The Effect Of Ugt 1a9, Cyp2b6 And Cyp2c9 Genes Polymorphism On Propofol Pharmacokinetics In Children

Purpose: This study was conducted to determine the effect of UGT1A9 98T> C, CYP2B6 516G> T and CYP2C9 430C> T genetic polymorphisms on the pharmacokinetics of propofol in children of different sexes and ages who undergone total intravenous anesthesia (TIVA) and deep sedation during diagnostic and therapeutic procedures.Patients and Methods: The prospective study included 94 children, ASA I-II status, 1 to 17 years of age, who undergone standard anesthetic protocol for TWA, which implied the continuous use of propofol.
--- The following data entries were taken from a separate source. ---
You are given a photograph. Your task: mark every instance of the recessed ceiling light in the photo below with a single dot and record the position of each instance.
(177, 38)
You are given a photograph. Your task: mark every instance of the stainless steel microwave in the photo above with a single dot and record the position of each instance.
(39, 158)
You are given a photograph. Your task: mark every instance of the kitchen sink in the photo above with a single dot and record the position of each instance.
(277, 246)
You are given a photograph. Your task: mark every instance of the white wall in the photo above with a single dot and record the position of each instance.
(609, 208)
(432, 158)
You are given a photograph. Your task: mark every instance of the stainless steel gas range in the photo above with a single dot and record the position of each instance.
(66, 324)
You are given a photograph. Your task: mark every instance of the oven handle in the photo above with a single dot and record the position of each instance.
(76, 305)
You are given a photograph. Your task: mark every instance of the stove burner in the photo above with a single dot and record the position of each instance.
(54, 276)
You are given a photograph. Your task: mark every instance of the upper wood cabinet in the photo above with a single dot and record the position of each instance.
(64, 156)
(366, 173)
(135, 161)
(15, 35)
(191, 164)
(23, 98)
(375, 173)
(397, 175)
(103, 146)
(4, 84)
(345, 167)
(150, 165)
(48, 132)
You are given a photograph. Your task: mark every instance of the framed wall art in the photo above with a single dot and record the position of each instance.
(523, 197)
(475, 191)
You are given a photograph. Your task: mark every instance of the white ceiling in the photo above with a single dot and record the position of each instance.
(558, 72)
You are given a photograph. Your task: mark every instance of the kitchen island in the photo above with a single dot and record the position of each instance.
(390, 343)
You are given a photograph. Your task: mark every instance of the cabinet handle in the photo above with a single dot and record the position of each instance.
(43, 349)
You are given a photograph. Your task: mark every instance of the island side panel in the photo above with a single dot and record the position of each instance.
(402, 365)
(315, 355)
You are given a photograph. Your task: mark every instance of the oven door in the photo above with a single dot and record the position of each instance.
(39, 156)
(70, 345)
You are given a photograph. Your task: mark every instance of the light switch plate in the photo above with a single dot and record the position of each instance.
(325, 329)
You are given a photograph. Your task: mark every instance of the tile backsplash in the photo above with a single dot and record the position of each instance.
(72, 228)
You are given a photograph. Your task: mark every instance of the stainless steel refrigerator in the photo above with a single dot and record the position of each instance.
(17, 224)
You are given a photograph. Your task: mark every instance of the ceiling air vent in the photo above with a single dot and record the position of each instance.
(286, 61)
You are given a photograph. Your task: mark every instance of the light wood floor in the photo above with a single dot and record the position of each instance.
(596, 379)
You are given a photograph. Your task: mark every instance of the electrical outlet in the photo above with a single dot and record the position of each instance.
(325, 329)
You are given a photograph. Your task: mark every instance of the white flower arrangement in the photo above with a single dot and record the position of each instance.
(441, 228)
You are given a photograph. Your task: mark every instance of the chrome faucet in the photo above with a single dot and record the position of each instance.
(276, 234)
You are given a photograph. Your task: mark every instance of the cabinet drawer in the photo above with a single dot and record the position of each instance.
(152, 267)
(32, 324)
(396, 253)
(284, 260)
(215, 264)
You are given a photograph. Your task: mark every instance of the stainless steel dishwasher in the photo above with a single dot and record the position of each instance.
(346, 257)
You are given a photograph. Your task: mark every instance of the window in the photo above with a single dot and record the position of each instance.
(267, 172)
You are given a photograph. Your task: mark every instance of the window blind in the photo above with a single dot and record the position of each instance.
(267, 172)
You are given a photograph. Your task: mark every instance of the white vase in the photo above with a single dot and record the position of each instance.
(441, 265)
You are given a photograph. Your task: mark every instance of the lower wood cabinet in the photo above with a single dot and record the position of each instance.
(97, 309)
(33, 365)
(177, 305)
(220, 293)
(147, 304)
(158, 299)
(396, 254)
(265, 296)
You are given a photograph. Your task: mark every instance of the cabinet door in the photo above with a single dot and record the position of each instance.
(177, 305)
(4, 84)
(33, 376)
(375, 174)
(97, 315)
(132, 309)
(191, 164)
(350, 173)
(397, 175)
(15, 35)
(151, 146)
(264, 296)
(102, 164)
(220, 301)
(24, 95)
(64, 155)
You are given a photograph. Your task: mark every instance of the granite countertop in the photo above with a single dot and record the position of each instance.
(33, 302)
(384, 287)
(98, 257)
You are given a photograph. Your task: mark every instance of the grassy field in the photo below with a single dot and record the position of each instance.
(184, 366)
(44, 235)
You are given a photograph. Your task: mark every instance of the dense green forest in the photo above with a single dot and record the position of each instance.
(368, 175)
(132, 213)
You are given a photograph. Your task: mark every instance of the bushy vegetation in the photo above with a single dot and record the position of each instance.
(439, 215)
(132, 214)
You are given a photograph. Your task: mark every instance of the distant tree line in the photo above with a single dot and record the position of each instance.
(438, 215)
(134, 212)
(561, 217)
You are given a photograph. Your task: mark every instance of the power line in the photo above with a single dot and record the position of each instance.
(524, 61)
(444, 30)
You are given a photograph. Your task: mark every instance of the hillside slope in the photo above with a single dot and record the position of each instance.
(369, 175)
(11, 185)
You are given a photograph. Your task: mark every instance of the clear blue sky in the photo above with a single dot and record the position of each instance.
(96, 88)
Before the administration of propofol, venous blood was sampled to determine the presence of genetic variations in UGT1A9, CYP2B6 and CYP2C9 gene using a polymerase chain reaction-restriction fragment length polymorphism (PCR-RFLP). From each patient included in the study blood samples were taken: 10 mins after the induction of anesthesia, immediately before the discontinuation of the propofol infusion, 10 mins after discontinuation of the propofol infusion and 20 mins after discontinuation of the propofol infusion to determine the pharmacokinetics of the drug in the plasma of the subjects The plasma propofol concentration was determined by HPLC analytical technique.Results: UGT1A9 genotype is an independent predictor of the propofol concentration in children immediately after the end of the continuous infusion and 10 mins afterwards. In the carriers of the polymorphic UGT1A9 C allele, the propofol distribution constant was higher. The carriers of the polymorphic CYP2B6 T allele received a significantly lower overall and initial dose of propofol. Unlike polymorphism of the UGT1A9 gene, the tested CYP2C9 and CYP2B6 gene polymorphisms are not independent predictors of the pharmacokinetics of propofol.Conclusion: Further investigations of UGT1A9, CYP2B6 and CYP2C9 and other genes that participate in propofol metabolism as well as detailed analyses of the general conditions, administered therapies and associated diseases could explain the large interindividual variability of propofol metabolism in children.